South African property news Slow-down in passing of non- residential building plans

While the slow-down in building activity in the residential sector has been expected, recent statistics for non-residential property have surprisingly shown that this sector is also now beginning to weaken.

According to property economists Rode & Associates, there has in particular been a slow-down in building plans being passed for the development of office and industrial property.

Says Erwin Rode: ‘At first glance, this deceleration would seem to be an anomaly when one considers how strong the fundamentals for non-residential property are – what with low vacancies and rising rentals, clearly the demand is still there.’

The reason, believes Rode, lies in the predicament in which listed funds currently find themselves – an aftermath of the economic and political uncertainty that has influenced investors since January.

Explains Rode: ‘Twenty years ago, the major players in the non-residential market were the pension and life-office institutions, who were largely unaffected by fluctuations in the interest rate because they were not dependent on any debt finance.
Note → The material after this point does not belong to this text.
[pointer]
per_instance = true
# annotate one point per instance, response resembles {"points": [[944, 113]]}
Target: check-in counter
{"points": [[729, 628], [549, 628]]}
Hence, they could afford to take a longer-term view of three to five years.’

However, notes Rode, two things have happened since the second half of the 1990s: ‘Firstly, listed funds have taken over from the institutions – and these funds are typically dependent on loan capital, which has become very expensive.

‘Secondly, the strong market rating (low income yields) of these funds, relative to the cost of debt, is making the acquisition of new properties difficult for these listed funds, unless they are prepared to dilute their earnings, which property analysts generally frown upon.’

On top of this, Rode continues, has been the rise of the private developer: ‘Like listed funds, they are interest-rate sensitive. Thus the entire market has become more sensitive to changes in interest rates, and so proposed new office developments are now lagging behind in spite of the strong fundamentals.’

The question, then, is whether this is the time for institutions to re-establish their territory in the non-residential market place. Comments Rode: ‘This certainly puts those who are not dependent on loan capital into a stronger position to accumulate stock and take on new developments with a longer-term view.

In fact, notes Rode, a number of institutions are already back on track – among them Old Mutual, as well as companies such as Pareto Ltd. The latter, owned jointly by Eskom Pension and Provident Fund (EPPF) and the Public Investment Corporation (PIC) recently saw the addition of Mimosa Mall in Bloemfontein to its portfolio, giving Pareto Ltd (an unlisted property-loan-stock company) a significant stake in seven major shopping centres across the country.